1aienthusiast/audiocraft-infinity-webui

Repository files navigation

Audiocraft Infinity WebUI

Adds generation of songs with a length of over 30 seconds.

Adds the ability to continue songs.

Adds a seed option.

Adds ability to load locally downloaded models.

Adds training (Thanks to chavinlo's repo https://github.com/chavinlo/musicgen_trainer)

Adds MacOS support.

Adds queue (on the main-queue branch: https://github.com/1aienthusiast/audiocraft-infinity-webui/tree/main-queue)

Batching (run webuibatch.py instead of webui.py)

Disables (hopefully) the gradio analytics.

Note! Project is currently not actively maintained but accepts PRs.

Installation

Python 3.9 is recommended.

  1. Clone the repo: git clone https://github.com/1aienthusiast/audiocraft-infinity-webui.git
  2. Install pytorch: pip install 'torch>=2.0'
  3. Install the requirements: pip install -r requirements.txt
  4. Clone my fork of the Meta audiocraft repo and chavinlo's MusicGen trainer inside the repositories folder:
cd repositories
git clone https://github.com/1aienthusiast/audiocraft
git clone https://github.com/chavinlo/musicgen_trainer
cd ..

Note!

If you already cloned the Meta audiocraft repo you have to remove it then clone the provided fork for the seed option to work.

cd repositories
rm -rf audiocraft/
git clone https://github.com/1aienthusiast/audiocraft
git clone https://github.com/chavinlo/musicgen_trainer
cd ..

Usage

python webui.py python webuibatch.py - with batching support

Updating

Run git pull inside the root folder to update the webui, and the same command inside repositories/audiocraft to update audiocraft.

Models

Meta provides 4 pre-trained models. The pre trained models are:

  • small: 300M model, text to music only - 🤗 Hub
  • medium: 1.5B model, text to music only - 🤗 Hub
  • melody: 1.5B model, text to music and text+melody to music - 🤗 Hub
  • large: 3.3B model, text to music only - 🤗 Hub

Needs a GPU!

I recommend 12GB of VRAM for the large model.

Training

Dataset Creation

Create a folder, in it, place your audio and caption files. They must be WAV and TXT format respectively.
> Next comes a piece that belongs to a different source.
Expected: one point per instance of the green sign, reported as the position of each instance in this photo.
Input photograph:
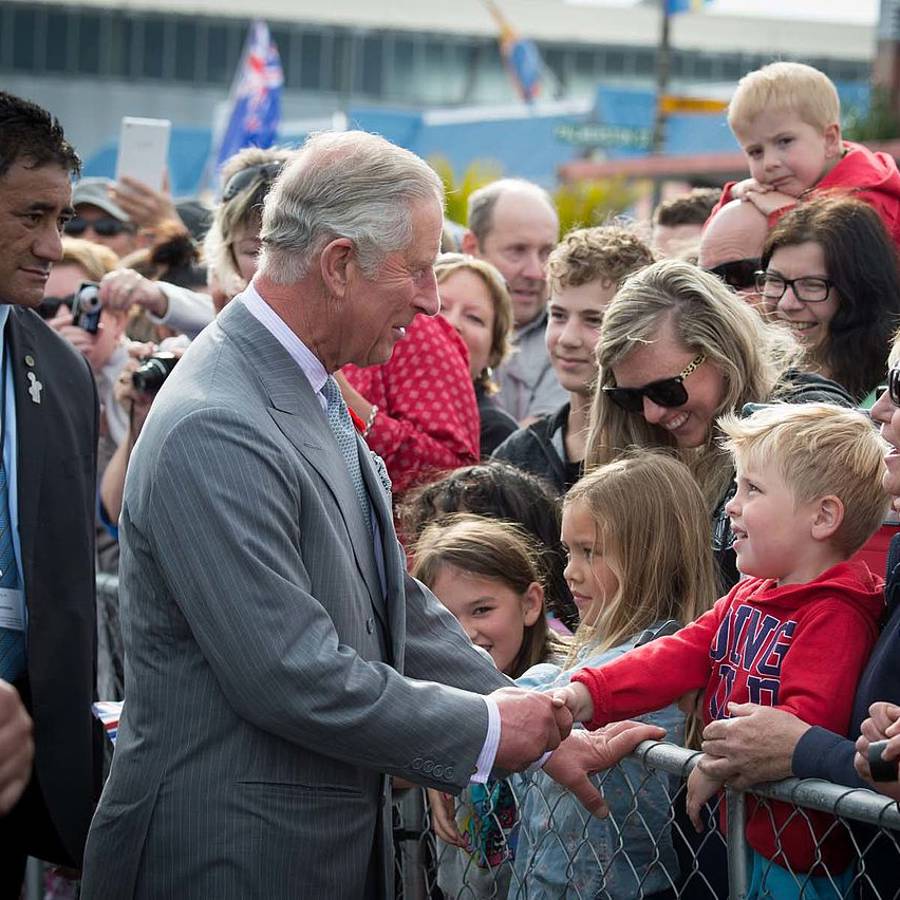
(595, 134)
Place the folder in training/datasets/.

Important: Split your audios in 35 second chunks. Only the first 30 seconds will be processed. Audio cannot be less than 30 seconds.
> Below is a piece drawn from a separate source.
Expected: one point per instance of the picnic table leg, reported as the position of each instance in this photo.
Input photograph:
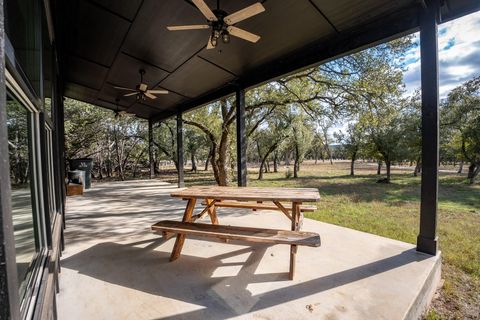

In this example, segment_000.txt contains the caption "jazz music, jobim" for wav file segment_000.wav

Options

  • dataset_path - path to your dataset with WAV and TXT pairs.
  • model_id - MusicGen model to use. Can be small/medium/large. Default: small - model it will be finetuned on
  • lr: Float, learning rate. Default: 0.0001/1e-4
  • epochs: Integer, epoch count. Default: 5
  • use_wandb: Integer, 1 to enable wandb, 0 to disable it. Default: 0 = Disabled
  • save_step: Integer, amount of steps to save a checkpoint. Default: None

Models

Once training finishes, the model (and checkpoints) will be available under the models/ directory.
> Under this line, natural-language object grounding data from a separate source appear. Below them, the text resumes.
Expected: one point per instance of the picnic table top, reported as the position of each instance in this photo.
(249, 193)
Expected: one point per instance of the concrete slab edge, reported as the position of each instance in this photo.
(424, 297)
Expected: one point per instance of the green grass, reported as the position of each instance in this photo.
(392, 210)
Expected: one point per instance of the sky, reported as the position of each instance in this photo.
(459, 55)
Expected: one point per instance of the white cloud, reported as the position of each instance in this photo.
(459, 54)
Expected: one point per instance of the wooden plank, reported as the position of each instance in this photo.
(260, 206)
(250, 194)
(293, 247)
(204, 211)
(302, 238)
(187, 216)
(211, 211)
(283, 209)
Loading the finetuned models

Model gets saved to models/ as lm_final.pt

  1. Place it in models/DIRECTORY_NAME/
  2. In the Inference tab choose custom as the model and enter DIRECTORY_NAME into the input field.
  3. In the Inference tab choose the model it was finetuned on

Colab

For google colab you need to use the --share flag.

License

  • The code in this repository is released under the AGPLv3 license as found in the LICENSE file.